Egon Burian, Stephanie Inhuber, Sarah Schlaeger, Michael Dieckmeyer, Elisabeth Klupp, Daniela Franz, Dominik Weidlich, Nico Sollmann, Maximilian Löffler, Ansgar Schwirtz, Ernst J. Rummeny, Claus Zimmer, Jan S. Kirschke, Dimitrios C. Karampinos, Thomas Baum

Abstract

Background: Paraspinal and thigh muscles comprise the major muscle groups of the body. We investigated the composition of the psoas, erector spinae, quadriceps femoris and hamstring muscle groups and their association to each other using chemical shift encoding-based water–fat magnetic resonance imaging (MRI) in adult volunteers. Our aim was to elucidate fat distribution patterns within these muscle groups.
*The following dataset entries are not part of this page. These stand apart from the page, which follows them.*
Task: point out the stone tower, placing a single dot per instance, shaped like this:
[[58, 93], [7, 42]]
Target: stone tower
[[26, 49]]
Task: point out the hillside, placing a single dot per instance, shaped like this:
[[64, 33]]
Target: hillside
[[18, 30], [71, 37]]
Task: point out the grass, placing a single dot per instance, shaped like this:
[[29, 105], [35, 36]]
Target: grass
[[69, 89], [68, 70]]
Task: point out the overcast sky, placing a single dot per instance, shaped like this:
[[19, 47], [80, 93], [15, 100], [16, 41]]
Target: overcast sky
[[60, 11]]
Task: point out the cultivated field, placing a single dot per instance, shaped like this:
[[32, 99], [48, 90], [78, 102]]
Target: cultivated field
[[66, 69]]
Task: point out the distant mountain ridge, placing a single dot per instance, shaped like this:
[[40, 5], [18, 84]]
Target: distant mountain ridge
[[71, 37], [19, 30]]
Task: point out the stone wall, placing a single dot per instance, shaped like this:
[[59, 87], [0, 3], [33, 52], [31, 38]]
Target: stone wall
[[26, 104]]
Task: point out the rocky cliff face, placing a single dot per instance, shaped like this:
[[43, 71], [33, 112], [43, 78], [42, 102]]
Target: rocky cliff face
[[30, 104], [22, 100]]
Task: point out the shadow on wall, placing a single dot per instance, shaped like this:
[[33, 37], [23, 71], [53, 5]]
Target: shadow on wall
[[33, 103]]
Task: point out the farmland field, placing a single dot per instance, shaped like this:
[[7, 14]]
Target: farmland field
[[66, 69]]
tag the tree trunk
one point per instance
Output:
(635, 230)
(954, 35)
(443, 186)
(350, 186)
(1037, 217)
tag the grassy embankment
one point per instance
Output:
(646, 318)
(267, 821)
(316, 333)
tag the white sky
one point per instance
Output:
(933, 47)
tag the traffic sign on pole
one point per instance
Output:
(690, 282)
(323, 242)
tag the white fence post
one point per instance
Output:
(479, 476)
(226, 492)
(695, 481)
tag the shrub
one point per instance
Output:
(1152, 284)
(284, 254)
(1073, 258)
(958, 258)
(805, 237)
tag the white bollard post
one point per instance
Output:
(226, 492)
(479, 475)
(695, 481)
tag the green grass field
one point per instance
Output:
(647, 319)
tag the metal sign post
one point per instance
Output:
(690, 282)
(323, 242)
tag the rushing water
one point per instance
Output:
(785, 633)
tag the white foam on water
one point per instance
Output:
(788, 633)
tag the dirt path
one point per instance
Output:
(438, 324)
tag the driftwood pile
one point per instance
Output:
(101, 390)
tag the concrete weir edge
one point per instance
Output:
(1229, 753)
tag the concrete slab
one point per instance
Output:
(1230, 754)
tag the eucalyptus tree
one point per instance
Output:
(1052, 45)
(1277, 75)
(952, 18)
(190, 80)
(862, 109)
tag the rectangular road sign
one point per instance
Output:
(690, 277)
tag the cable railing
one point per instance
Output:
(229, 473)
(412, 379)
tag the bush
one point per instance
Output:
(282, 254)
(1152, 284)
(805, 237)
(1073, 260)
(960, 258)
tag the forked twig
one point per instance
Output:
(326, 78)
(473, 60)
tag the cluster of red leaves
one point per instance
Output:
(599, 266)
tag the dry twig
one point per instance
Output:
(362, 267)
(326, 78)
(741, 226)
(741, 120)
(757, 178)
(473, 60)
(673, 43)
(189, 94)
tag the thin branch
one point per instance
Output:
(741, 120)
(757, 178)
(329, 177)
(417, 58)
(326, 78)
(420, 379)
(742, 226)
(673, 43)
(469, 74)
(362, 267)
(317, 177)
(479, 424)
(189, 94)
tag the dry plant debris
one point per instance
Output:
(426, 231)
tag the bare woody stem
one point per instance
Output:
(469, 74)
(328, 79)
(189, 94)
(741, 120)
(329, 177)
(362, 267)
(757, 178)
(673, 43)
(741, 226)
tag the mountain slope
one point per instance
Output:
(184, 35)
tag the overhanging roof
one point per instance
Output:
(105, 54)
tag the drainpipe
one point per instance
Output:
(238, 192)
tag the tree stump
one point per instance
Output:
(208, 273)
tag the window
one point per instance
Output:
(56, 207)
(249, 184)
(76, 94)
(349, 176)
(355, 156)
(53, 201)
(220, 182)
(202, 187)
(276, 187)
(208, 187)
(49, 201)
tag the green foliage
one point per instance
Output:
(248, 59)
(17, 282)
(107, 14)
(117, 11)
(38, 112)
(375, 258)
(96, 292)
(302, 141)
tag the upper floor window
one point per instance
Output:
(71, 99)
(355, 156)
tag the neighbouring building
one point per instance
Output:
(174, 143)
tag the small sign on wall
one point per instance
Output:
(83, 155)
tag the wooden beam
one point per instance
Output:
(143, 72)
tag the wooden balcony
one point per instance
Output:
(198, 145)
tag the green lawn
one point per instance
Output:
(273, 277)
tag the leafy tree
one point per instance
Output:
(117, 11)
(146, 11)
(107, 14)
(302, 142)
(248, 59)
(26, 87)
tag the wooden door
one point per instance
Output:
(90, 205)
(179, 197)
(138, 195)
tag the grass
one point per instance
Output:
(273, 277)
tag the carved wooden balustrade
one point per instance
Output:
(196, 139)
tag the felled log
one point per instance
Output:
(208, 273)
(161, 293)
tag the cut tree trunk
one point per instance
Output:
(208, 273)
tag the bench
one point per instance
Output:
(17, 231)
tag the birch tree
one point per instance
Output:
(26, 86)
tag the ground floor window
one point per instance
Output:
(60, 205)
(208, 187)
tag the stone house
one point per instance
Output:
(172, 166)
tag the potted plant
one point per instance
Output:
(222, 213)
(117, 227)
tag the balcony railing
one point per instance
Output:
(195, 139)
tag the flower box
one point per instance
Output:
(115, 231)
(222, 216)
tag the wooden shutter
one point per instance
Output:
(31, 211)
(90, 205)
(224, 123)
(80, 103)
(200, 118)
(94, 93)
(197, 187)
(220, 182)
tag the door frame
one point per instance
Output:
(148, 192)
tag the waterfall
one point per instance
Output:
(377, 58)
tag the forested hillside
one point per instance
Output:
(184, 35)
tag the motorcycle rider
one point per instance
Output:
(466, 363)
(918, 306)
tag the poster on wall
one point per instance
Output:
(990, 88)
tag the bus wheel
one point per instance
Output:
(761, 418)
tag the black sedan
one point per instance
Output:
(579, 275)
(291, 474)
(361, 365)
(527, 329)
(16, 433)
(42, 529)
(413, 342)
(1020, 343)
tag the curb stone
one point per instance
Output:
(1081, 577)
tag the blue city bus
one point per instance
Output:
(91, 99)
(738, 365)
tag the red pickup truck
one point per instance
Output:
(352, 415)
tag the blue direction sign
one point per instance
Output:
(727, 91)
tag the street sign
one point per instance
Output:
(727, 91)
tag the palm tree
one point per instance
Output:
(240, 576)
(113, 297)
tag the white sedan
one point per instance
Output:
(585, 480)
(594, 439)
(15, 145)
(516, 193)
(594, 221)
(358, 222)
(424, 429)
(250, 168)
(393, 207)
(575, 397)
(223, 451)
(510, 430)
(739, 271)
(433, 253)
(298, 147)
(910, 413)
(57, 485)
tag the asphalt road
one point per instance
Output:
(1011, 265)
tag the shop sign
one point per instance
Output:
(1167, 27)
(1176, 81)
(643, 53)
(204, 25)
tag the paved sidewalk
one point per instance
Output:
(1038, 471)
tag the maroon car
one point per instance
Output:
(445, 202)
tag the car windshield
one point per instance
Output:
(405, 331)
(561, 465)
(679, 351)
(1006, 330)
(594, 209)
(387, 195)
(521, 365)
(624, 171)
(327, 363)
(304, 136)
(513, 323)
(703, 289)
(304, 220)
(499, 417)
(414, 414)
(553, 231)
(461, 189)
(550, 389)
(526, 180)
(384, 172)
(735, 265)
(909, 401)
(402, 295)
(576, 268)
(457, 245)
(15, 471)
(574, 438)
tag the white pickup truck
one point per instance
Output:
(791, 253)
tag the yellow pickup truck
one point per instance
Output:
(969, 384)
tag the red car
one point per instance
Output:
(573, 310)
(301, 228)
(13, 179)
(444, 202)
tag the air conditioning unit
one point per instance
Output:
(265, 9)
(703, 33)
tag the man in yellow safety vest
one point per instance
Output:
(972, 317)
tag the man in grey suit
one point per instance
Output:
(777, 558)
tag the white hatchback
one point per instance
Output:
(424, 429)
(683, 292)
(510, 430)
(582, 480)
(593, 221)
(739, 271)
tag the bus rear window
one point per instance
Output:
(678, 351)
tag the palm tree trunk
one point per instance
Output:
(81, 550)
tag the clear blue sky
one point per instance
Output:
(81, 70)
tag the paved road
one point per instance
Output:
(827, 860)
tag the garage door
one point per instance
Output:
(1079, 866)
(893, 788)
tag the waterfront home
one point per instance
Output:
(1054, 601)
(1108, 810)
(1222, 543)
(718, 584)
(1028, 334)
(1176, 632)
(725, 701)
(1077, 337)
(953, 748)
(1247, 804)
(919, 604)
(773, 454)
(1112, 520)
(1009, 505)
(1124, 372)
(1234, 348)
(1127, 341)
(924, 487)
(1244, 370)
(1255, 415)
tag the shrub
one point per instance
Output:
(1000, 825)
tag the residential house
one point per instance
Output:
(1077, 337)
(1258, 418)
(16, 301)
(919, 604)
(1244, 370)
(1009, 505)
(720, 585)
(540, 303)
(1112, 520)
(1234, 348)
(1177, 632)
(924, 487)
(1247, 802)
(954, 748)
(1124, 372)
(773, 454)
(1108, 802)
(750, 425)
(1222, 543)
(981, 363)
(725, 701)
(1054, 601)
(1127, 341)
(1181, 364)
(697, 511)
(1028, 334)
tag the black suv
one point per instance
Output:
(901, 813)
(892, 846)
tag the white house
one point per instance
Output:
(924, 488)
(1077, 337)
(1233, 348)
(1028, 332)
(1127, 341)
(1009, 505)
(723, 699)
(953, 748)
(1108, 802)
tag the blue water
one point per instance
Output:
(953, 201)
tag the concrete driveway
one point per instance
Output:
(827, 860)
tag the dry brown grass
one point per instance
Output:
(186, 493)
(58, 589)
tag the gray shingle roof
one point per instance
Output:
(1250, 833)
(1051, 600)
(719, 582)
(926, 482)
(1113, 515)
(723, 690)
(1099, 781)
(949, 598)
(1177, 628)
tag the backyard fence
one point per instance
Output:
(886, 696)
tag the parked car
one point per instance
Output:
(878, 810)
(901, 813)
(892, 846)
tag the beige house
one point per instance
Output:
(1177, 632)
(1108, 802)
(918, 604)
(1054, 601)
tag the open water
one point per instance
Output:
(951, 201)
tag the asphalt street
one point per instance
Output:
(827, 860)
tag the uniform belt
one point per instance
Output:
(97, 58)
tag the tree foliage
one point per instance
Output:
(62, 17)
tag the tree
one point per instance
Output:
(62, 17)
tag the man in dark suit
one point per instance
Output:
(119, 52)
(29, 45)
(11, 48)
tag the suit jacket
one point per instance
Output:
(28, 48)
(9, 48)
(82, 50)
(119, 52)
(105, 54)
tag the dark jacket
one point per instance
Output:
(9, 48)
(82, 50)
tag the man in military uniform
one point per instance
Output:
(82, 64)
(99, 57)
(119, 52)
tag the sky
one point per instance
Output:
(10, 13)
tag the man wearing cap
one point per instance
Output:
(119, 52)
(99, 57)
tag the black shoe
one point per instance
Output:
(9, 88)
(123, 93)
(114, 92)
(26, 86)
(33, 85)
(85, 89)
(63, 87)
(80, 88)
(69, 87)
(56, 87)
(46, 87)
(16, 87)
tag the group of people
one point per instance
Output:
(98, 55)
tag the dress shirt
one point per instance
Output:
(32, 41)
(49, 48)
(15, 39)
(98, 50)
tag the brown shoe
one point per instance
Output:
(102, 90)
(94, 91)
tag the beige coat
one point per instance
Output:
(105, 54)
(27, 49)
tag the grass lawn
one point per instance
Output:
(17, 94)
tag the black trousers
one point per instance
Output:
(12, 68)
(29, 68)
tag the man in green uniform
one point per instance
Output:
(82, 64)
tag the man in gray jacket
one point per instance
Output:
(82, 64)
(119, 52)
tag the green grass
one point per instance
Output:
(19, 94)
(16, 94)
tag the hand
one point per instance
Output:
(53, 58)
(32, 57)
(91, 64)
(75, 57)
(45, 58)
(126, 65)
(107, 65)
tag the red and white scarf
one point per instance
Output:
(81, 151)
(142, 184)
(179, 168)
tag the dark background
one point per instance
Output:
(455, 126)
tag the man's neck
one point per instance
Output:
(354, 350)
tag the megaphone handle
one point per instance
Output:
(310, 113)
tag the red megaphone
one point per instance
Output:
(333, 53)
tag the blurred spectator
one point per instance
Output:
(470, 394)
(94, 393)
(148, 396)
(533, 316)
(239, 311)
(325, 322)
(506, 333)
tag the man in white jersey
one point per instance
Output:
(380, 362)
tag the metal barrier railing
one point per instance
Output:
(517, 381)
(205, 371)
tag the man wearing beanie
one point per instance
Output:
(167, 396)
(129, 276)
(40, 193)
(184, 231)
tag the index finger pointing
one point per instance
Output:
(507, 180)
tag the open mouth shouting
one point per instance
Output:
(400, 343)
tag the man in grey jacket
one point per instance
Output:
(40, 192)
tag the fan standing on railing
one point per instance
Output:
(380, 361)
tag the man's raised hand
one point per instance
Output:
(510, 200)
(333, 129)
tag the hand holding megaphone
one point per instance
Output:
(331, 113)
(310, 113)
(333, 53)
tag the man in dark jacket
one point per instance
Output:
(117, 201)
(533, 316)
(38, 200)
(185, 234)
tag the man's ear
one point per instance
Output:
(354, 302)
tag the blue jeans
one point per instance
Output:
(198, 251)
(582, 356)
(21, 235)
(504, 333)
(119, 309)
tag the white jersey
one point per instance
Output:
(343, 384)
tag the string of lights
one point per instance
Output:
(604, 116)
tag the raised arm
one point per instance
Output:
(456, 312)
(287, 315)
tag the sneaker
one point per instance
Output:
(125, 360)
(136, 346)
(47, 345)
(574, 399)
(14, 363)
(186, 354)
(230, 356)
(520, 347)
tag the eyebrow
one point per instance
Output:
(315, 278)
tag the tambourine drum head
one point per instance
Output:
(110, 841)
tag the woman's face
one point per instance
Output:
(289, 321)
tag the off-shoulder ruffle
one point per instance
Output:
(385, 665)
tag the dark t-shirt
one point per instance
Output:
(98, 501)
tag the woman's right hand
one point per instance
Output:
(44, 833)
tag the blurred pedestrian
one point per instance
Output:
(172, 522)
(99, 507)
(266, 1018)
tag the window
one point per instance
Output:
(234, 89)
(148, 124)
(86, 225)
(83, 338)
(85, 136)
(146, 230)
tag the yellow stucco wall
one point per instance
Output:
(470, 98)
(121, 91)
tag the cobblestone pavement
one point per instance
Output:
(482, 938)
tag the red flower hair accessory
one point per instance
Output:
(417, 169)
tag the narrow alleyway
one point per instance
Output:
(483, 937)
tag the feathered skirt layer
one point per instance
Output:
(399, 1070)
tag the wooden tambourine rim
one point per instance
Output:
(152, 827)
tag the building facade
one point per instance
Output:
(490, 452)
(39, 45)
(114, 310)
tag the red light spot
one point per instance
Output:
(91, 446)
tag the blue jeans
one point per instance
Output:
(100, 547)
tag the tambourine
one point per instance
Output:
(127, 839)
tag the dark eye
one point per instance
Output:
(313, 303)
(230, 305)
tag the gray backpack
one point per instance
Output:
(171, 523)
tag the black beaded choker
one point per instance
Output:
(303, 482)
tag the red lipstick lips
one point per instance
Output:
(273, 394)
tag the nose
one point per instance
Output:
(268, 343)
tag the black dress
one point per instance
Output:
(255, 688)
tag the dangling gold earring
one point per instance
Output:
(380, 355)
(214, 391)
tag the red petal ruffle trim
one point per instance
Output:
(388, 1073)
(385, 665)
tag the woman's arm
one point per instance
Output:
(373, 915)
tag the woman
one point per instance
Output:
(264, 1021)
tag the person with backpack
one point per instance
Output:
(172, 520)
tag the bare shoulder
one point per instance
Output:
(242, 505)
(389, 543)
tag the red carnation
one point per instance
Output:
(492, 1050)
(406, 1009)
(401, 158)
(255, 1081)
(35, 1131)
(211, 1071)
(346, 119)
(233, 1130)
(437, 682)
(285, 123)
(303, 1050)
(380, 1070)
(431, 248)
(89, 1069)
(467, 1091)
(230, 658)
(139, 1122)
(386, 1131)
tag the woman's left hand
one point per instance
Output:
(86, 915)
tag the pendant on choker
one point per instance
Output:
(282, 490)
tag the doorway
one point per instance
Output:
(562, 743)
Methods: Thirty volunteers [15 males, age: 30.5±4.9 years, body mass index (BMI): 27.6±2.8 kg/m2 and 15 females, age: 29.9±7.0 years, BMI: 25.8±1.4 kg/m2] were recruited for this study. A six-echo 3D spoiled gradient echo sequence was used for chemical shift encoding-based water–fat separation at the lumbar spine and bilateral thigh. Proton density fat fraction (PDFF), cross-sectional area (CSA) and contractile mass index (CMI) of the psoas, erector spinae, quadriceps femoris and hamstring muscle groups were determined bilaterally and averaged over both sides.
Results: CSA and CMI values calculated for the erector spinae, psoas, quadriceps and hamstring muscle groups showed significant differences between men and women (P<0.05). With regard to PDFF measurement only the erector spinae showed significant differences between men and women (9.5%±2.4% vs. 11.7%±2.8%, P=0.015). The CMI of the psoas muscle as well as the erector spinae muscle showed significant correlations with the quadriceps muscle (r=0.691, P<0.0001 and r=0.761, P<0.0001) and the hamstring group (r=0.588, P=0.001 and r=0.603, P<0.0001).
Conclusions: CMI values of the erector spinae and psoas muscles were associated with those of the quadriceps femoris and hamstring musculature. These findings suggest a concordant spatial fat accumulation within the analyzed muscles in young adults and warrants further investigations in ageing and diseased muscle.